You can find -float('inf') in the file conv_multi_step_attention.py

I am not sure if it is the reason, but if you want to try, you can change it in your local version of OpenNMT-py to ‘1e18’ and see if it works now.

I tried it and still got the same error.

@byuns9334 Hello!

I have tested your command and got the same error, but when I removed all other options except the “cnn” model type that you want to use, the training managed to start.

CUDA_VISIBLE_DEVICES=0 python3 train.py -data convdata -save_model convmodel -encoder_type cnn -decoder_type cnn -world_size 1 -gpu_ranks 0

So apparently this means one or more of the options or values you added is not compatible with the model.
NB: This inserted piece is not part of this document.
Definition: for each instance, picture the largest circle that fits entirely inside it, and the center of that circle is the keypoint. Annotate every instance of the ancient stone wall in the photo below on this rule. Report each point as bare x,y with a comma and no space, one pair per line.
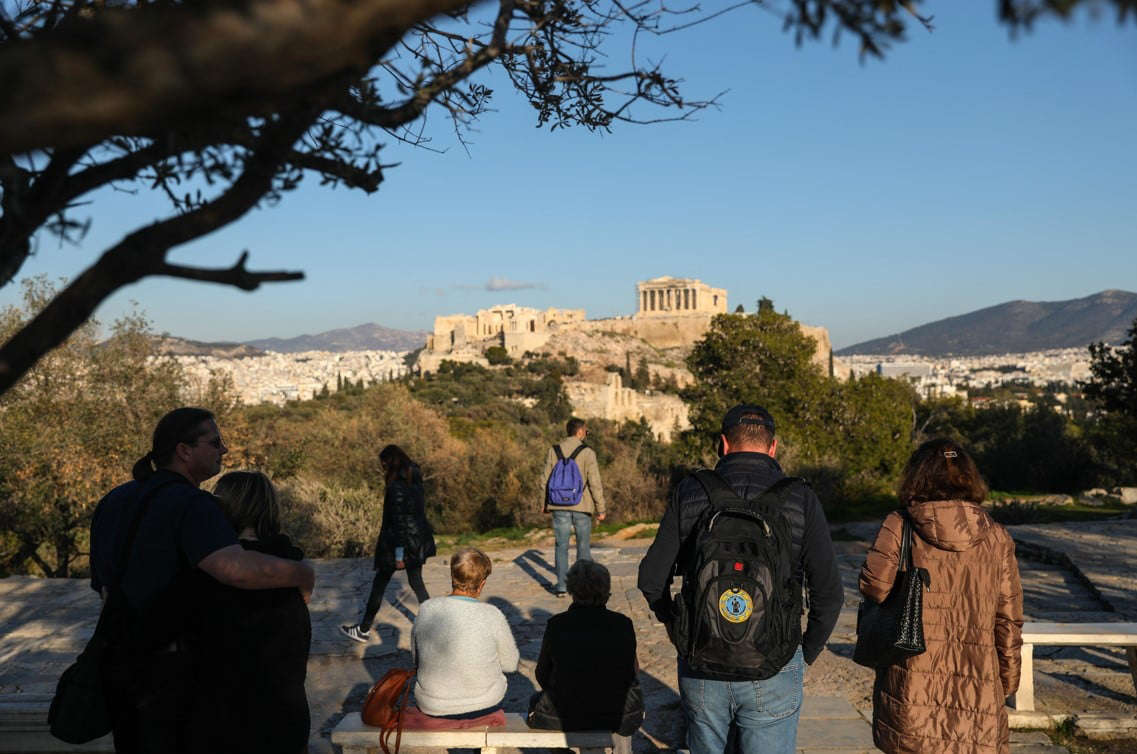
663,412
According to this test, among the options you can safely use: -rnn_size, -word_vec_size, -layers, -train_steps, -optim, and -learning_rate

Kind regards,

Yasmin

Thanks for the reply yasmin! The code itself works now but…

Did you actually check out the final perplexity and accuracy got from the best model tho? It seems to me that the model isn’t trained at all. For example, with transformer it went through like 2500 steps and achieved 90% accuracy on validation set from the best model, but ConvS2S only went 50 steps, and accuracy is like 17%. (The training sets & validation sets of src & trn are all same of course)

You are welcome! So could you please mark that reply as “solution” in the case someone else has the same issue.

No, just made sure the original error was gone.

Do you mean with “early stopping”? If so, try to disable the option and see if accuracy is improved with more training steps.


The best way to find out the recommended options for a model (other than trying yourself) is to check the original paper. According to the OpenNMT-py code, the CNN decoder/encoder is an implementation of “Convolutional Sequence to Sequence Learning” paper. Although it mentions “machine translation” among the applications of the paper, it elaborates more on the “summarization” experiment. Still, there is much to learn from the paper.

If still in doubt, you can send a “new topic” asking for the best options of ConvS2S for machine translation; hopefully, other colleagues can help.

Kind regards,
Yasmin

Alright, it works correctly now. Thank you so much bro!